Il n’est pas à présumer que, depuis la création d’Eve, « Dieu ait changé d’opinion. » « D’où je conclus que les premiers regards et agrémens des choses belles et bonnes sont innocens, » que les mouvemens inévitables d’un « naturel aimant et affectif sont légitimes. » Au surplus, le Fils de Dieu a bien prouvé sur terre, par son exemple, qu’il n’est pas venu « pour retrancher la civile conversation entre les sexes, les écarter, effaroucher et obliger de vivre en sauvages et en ennemis. » Pour les noces de Cana fut la première de ses visites, et par la suite,


voyez-le conversant innocemment et aimablement avec les femmes, discourant tout seul sur un puits avec une Samaritaine, prenant la cause criminelle de la femme adultère en main, la plaidant avec tant de douceur et de zèle qu’il confond les accusateurs. Se voyant seul avec elle, (il) l’absout et la renvoie comme innocente.
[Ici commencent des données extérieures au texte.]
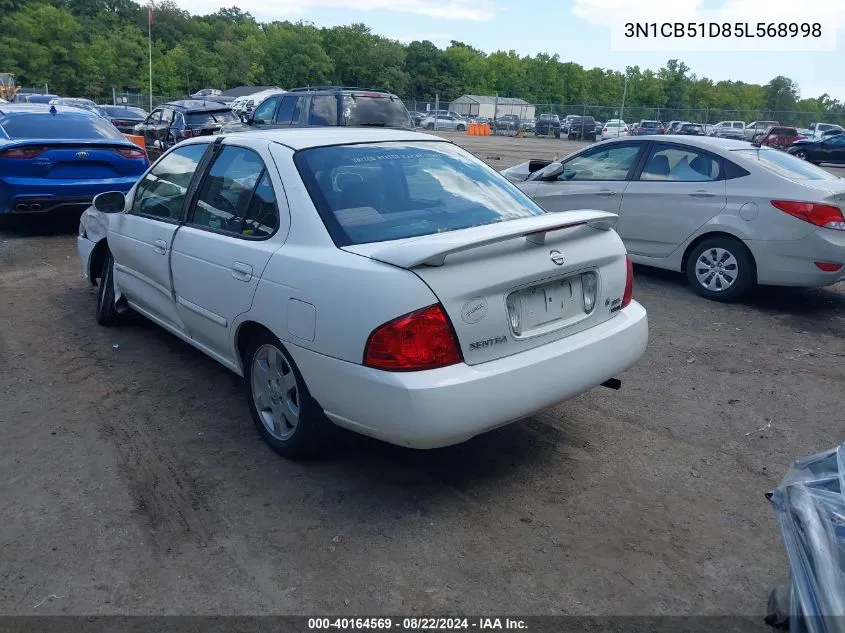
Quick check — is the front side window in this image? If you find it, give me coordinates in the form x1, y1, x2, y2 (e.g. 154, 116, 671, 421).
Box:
640, 145, 722, 182
252, 97, 279, 124
131, 143, 208, 222
191, 146, 279, 238
558, 144, 643, 181
294, 141, 545, 246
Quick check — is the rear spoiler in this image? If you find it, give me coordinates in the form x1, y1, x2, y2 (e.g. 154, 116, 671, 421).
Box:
343, 209, 619, 268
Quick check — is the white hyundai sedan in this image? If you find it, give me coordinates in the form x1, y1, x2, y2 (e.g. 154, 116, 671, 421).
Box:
78, 128, 648, 458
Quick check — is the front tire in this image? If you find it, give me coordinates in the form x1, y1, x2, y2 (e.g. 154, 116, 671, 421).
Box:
96, 251, 120, 327
244, 332, 334, 459
686, 236, 756, 302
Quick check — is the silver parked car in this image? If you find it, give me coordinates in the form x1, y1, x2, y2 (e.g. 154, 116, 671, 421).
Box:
420, 114, 468, 132
503, 136, 845, 301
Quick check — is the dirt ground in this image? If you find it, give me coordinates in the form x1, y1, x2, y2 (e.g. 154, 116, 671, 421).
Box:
0, 132, 845, 616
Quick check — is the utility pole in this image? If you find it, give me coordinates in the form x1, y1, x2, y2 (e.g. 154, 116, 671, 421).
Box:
147, 0, 155, 112
619, 73, 628, 121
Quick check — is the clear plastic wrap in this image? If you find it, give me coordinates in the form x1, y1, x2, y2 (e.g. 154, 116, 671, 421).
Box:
768, 443, 845, 633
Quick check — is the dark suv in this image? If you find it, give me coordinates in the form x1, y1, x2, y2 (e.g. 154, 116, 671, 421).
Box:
568, 116, 596, 141
534, 114, 560, 138
225, 86, 414, 132
132, 99, 238, 158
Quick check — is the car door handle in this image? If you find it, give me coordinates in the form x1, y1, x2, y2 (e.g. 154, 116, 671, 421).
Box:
232, 262, 252, 281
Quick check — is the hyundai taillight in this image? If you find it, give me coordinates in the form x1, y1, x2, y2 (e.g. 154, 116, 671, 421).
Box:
114, 147, 147, 158
622, 255, 634, 308
364, 304, 463, 371
0, 147, 47, 159
772, 200, 845, 231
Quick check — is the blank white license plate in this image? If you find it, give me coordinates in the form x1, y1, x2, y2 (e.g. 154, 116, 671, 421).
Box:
518, 276, 583, 333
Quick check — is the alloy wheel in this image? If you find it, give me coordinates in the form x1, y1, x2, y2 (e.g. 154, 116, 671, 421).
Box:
250, 345, 301, 440
695, 248, 739, 292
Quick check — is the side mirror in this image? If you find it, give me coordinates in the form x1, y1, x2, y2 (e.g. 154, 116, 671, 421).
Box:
94, 191, 126, 213
535, 163, 563, 180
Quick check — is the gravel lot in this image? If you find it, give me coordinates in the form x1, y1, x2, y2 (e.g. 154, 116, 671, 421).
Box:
0, 130, 845, 616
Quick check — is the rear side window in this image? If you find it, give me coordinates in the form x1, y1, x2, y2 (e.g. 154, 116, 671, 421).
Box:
640, 145, 722, 182
192, 146, 279, 238
0, 112, 125, 140
343, 94, 412, 129
308, 95, 338, 126
294, 142, 545, 246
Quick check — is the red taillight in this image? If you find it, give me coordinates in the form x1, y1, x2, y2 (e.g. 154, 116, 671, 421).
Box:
364, 304, 463, 371
622, 255, 634, 308
114, 147, 147, 158
772, 200, 845, 231
0, 147, 47, 158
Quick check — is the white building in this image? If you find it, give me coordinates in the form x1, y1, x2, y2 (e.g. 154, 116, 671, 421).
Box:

Regardez-le donnant ses pieds à toucher et baiser à une Magdelaine, et sympathisant avec elle en tout, même jusques à pleurer quand il la voit pleurer, en sorte qu’on disait : Ecce quomodo amabat eam… Considérez, après, comme il se laisse suivre par elle et par les autres dames et damoiselles de Hiérusalem… Pour mettre le dernier sceau à cette vérité, je ne peux assez répéter que les deux sexes s’assemblèrent, par un ordre divin, après l’Ascension, demeurèrent ensemble au nombre de six vingt dix jours et dix nuits sous un même toit et que le Saint Esprit descendit sur eux, ainsi congrégés, pour les unir encore davantage.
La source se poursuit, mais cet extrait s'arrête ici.